The Alexanders described the time right after the diagnosis as “crushing.” For weeks, they dealt with anger, resentment, and sadness. Then, reaching for some hope, Neil looked for inspiration from others with the disease; he could find only one.
Lou Gehrig, baseball great from the 1920s and ’30s, became the namesake for ALS, mainly because few people have gone public with their diagnosis. In 1939, Gehrig gave a farewell speech at Yankee Stadium, during which he expressed gratitude to those around him. He closed by saying, “I might have been given a bad break, but I’ve got an awful lot to live for.”
It was Gehrig’s expression of appreciation that changed Neil and Suzanne’s perspective. They shifted their focus from what had gone wrong to what had gone right in their lives.
The family celebrated Neil’s relatively good health that first year by making memories together. They traveled all over the United States and spent time in St. Lucia and Ireland. The Alexanders were together so often that, “The kids were hardly in school,” says Suzanne.

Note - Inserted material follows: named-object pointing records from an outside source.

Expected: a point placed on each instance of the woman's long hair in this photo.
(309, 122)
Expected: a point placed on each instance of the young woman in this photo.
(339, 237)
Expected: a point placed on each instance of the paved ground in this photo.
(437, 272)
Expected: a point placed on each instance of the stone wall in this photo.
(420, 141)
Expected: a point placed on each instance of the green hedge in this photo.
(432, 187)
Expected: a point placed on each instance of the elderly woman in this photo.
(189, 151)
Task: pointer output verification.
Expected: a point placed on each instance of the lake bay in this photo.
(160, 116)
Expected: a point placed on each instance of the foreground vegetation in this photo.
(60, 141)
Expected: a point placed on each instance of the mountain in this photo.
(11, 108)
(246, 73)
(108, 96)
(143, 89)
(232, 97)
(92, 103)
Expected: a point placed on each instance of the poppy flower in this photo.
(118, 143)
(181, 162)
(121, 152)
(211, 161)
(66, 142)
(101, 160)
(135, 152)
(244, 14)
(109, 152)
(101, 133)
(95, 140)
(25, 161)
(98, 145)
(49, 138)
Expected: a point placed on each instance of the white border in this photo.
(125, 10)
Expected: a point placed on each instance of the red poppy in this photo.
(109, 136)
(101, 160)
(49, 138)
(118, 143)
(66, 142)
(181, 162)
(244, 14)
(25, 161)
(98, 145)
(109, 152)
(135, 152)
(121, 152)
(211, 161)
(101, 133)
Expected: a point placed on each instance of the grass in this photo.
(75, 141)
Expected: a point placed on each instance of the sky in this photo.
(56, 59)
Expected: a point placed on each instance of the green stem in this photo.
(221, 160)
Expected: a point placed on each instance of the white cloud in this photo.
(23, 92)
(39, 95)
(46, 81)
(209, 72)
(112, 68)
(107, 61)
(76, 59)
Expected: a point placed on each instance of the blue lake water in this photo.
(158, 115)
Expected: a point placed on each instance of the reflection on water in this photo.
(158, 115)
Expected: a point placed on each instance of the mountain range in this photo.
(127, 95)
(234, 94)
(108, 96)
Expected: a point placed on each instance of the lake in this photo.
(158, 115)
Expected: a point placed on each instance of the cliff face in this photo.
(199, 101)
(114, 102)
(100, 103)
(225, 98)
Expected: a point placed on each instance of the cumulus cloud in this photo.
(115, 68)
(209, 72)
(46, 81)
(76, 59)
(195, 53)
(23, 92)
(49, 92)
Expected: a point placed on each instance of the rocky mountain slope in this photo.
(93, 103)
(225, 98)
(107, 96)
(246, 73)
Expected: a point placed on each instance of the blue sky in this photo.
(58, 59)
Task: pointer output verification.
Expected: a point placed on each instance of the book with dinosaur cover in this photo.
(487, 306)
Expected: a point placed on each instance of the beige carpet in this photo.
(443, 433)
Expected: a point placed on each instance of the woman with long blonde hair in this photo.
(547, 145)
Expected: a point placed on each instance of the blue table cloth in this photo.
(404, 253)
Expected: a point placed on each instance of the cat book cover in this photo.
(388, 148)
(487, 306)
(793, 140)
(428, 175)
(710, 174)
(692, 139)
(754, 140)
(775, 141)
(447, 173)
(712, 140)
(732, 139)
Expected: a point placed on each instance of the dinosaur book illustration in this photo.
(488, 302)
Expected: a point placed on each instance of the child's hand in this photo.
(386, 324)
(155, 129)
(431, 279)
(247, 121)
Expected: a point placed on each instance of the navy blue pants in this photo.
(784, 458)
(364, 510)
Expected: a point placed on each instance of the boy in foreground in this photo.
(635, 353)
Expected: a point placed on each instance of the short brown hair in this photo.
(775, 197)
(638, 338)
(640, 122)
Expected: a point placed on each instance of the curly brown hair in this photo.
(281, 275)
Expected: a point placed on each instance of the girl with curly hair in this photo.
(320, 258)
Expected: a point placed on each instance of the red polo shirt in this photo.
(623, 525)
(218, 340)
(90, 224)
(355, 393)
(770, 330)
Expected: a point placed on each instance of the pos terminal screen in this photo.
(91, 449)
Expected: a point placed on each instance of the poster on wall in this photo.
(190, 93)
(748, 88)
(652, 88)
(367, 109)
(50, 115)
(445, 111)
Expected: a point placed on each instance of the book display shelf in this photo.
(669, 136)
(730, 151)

Neil and Suzanne also began to raise awareness for ALS, with the help of others in their lives. Hefren-Tillotson, the financial firm Neil worked for, immediately signed up for the 2011 Walk to Defeat ALS in Pittsburgh after his diagnosis, raising $45,000. Friends and family joined similar walks around the country, contributing an additional $13,000. These walks led to more homegrown philanthropic events that continue today, including bike rides, golf tournaments, Swim-A-Thons, lemonade stands, and Donut Dashes.
As their community rallied around them, the Alexanders worked with the Pittsburgh Foundation to develop a fund called Live Like Lou. This organization would become their new life’s work.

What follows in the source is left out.